Le petit soldat

1963

Voir : photogrammes , extrait sonore

Avec : Michel Subor (Bruno Forestier), Anna Karina (Veronica Dreyer), Henri-Jacques Huet (Jacques), Paul Beauvais (Paul), Laszló Szábó (Laszlo). 1h28.

Genève 1958. La France doit faire face à la guerre d'Algérie. Bruno Forestier, déserteur, travaille en Suisse pour le compte d'un parti de droite qui combat le FLN. Cet engagement n'est pas le fait d'un choix lucide. Bien au contraire, Bruno, personnage naïf, est en proie aux plus déconcertantes contradictions intellectuelles. Il rencontre Véronica Dreyer, dont il tombe amoureux. Ses amis, le soupçonnant de pratiquer le double jeu, veulent le mettre à l'épreuve. Ils lui ordonnent d'assassiner Palidova, le commentateur politique de Radio Suisse. Bruno essaye de gagner du temps.

Le jeune agent secret s'attarde volontiers chez Véronica qu'il prend comme modèle pour une série de photographies. Les membres du réseau anti-FLN mettent au point un chantage qui obligerait Bruno à passer à l'action. Ils organisent un banal accident de voiture, avec délit de fuite, pour faire intervenir la police suisse. L'attentat échoue car Bruno se montre trop hésitant. Capturé par les militants FLN il est torturé. Sa résistance à la souffrance est pour lui une occasion de prouver sa liberté. Il parvient à s'échapper et il rejoint Véronica. Mais celle-ci travaille pour le FLN. Les amis de Bruno l'enlèvent, la séquestrent et la torturent à mort. C'est après avoir tué Palidova que Bruno apprend la mort de la jeune fille. Il ne lui reste qu'une chose : apprendre à ne pas être amer.
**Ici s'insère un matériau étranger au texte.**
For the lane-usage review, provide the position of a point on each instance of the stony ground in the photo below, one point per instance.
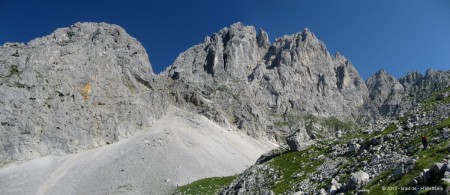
(180, 148)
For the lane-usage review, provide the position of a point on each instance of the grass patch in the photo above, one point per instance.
(389, 129)
(292, 163)
(206, 186)
(426, 159)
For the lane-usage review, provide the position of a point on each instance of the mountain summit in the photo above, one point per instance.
(220, 105)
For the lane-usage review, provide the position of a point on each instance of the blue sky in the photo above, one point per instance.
(397, 35)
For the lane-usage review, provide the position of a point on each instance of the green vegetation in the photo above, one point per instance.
(389, 129)
(206, 186)
(293, 163)
(435, 99)
(13, 70)
(426, 158)
(336, 124)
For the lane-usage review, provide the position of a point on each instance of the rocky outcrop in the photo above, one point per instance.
(390, 97)
(298, 140)
(80, 87)
(240, 80)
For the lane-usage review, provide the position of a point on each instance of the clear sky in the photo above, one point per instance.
(397, 35)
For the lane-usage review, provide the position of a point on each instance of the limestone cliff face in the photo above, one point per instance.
(92, 84)
(80, 87)
(239, 79)
(389, 97)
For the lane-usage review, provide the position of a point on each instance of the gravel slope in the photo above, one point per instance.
(179, 148)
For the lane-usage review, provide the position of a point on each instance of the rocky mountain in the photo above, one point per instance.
(239, 79)
(78, 88)
(91, 85)
(391, 97)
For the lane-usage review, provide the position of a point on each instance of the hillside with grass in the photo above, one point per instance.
(389, 160)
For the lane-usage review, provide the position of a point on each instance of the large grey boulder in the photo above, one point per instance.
(78, 88)
(358, 179)
(298, 140)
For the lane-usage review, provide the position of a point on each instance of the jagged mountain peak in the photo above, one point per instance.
(91, 83)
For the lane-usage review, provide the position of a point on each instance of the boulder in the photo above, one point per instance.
(438, 170)
(358, 179)
(298, 140)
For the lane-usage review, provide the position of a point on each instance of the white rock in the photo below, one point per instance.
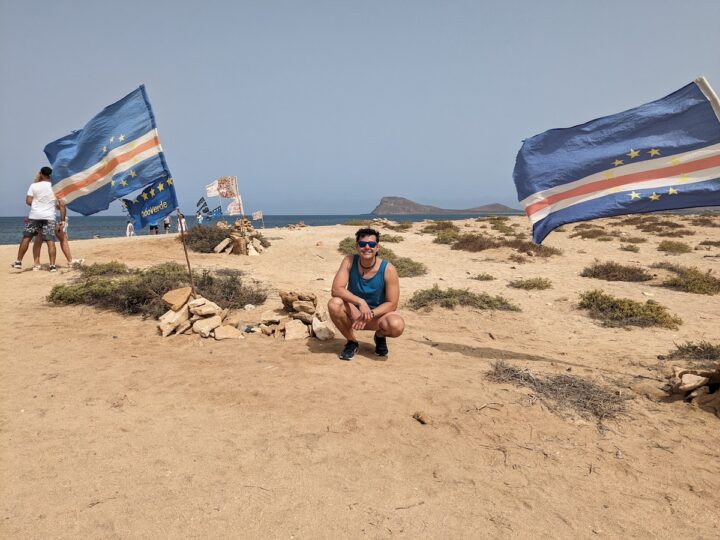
(295, 330)
(205, 326)
(322, 331)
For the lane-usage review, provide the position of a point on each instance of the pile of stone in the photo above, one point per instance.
(188, 315)
(701, 387)
(242, 239)
(301, 318)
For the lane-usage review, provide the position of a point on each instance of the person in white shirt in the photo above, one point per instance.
(42, 202)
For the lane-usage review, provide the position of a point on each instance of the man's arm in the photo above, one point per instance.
(392, 292)
(339, 288)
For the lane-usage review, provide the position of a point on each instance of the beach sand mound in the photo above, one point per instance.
(110, 430)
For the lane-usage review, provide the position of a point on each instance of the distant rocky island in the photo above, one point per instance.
(401, 205)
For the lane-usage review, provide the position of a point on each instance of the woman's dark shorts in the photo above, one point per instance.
(44, 227)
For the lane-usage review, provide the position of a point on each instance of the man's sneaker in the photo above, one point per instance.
(380, 345)
(351, 347)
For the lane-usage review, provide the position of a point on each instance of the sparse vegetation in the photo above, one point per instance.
(405, 266)
(703, 350)
(450, 298)
(689, 279)
(565, 392)
(612, 271)
(623, 312)
(531, 284)
(141, 291)
(673, 247)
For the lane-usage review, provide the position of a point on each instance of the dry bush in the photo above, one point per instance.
(141, 291)
(450, 298)
(617, 312)
(563, 392)
(539, 284)
(673, 247)
(703, 350)
(612, 271)
(689, 279)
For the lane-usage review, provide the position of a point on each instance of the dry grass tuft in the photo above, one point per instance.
(450, 298)
(539, 284)
(562, 392)
(612, 271)
(623, 312)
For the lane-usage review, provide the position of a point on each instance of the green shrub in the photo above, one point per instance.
(141, 291)
(531, 284)
(675, 248)
(703, 350)
(617, 312)
(449, 298)
(405, 266)
(446, 237)
(612, 271)
(483, 277)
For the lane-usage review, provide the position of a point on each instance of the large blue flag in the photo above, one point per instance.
(662, 155)
(117, 152)
(151, 205)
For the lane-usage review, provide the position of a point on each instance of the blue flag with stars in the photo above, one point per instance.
(152, 204)
(116, 153)
(661, 156)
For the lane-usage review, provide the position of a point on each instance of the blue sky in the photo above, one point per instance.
(326, 106)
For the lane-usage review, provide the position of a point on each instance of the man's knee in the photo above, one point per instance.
(393, 326)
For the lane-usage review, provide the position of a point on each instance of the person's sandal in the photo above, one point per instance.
(351, 348)
(381, 346)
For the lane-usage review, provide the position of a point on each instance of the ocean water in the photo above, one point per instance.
(84, 227)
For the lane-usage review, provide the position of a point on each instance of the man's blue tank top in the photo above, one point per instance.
(371, 290)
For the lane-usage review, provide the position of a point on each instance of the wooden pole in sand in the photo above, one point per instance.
(181, 227)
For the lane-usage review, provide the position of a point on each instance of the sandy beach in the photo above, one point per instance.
(108, 430)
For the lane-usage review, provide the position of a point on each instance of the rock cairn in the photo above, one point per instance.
(701, 387)
(242, 239)
(303, 319)
(198, 315)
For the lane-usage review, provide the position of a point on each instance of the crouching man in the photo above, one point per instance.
(365, 294)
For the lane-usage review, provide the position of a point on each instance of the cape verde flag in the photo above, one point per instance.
(662, 155)
(116, 153)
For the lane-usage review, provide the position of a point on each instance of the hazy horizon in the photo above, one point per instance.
(324, 107)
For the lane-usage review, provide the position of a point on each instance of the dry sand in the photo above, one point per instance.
(109, 431)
Réalisé en 1960, Le petit soldat est censuré et ne sort en salle que le 25 janvier 1963.

Dans la première séquence, on distingue la silhouette d'une maison et une voiture qui entre dans le champ, puis un planton à une frontière. On voit surtout le mouvement d'appareil, le déplacement rapide de la caméra. On entre ainsi dans le film par une embardée, par la brièveté et le mouvement. Pour Jean-Michel Frodon(1) , La réflexion est dès lors placée sous le signe de l'urgence et non pas de la tranquillité et de l'apaisement. S'explique ainsi mieux la première phrase prononcée par Bruno Forestier, déserteur français, réfugié en Suisse au temps de la guerre d'Algérie :

"Pour moi, le temps de l'action a passé. J'ai vieilli. Le temps de la réflexion commence".

Car le déplacement de la voiture amorcée de nuit se prolonge de jour jusqu'aux abords de Genève et l'on semble entrer dans un vrai film d'action avec intrigues d'espions, complots, poursuites, torture, suspens et assassinat. Il est pourtant bien clair que tout au long du film l'objectif de Bruno est de prouver sa liberté en refusant l'action immédiate.

Car selon Godard, le sujet du film est "la nostalgie de la guerre d'Espagne". Bruno oppose à son époque - sans idéal, celle de la guerre d'Algérie-, à celle de L'Espoir de Malraux, où l'action rejoignait la réflexion dans le dernier combat marqué par un engagement physique des intellectuels. Son temps ne peut être que celui du recul par rapport aux mots d'ordre militaires ou idéologiques.

La référence à Malraux traverse le film. "Un jour, j'ai écrit le roman d'un homme qui entendait le son de sa propre voix, et ce roman, je l'ai appelé La condition humaine."

La réflexion sur l'action engage aussi le cinéma lui -même. Ce deuxième film de Godard -même si pour cause de censure sur la guerre d'Algérie, il est son quatrième film distribué- est son vrai premier film. Il marque en effet un début du cinéma alors que A bout de souffle entretenait davantage un rapport avec le passé du cinéma. Le "moi" pourrait aussi bien, si on le veut, être remplacé par "Godard "ou même "le cinéma". Ce qui donnerait alors :

"Pour le cinéma, le temps de l'action a passé. Il a vieilli. Le temps de la réflexion commence".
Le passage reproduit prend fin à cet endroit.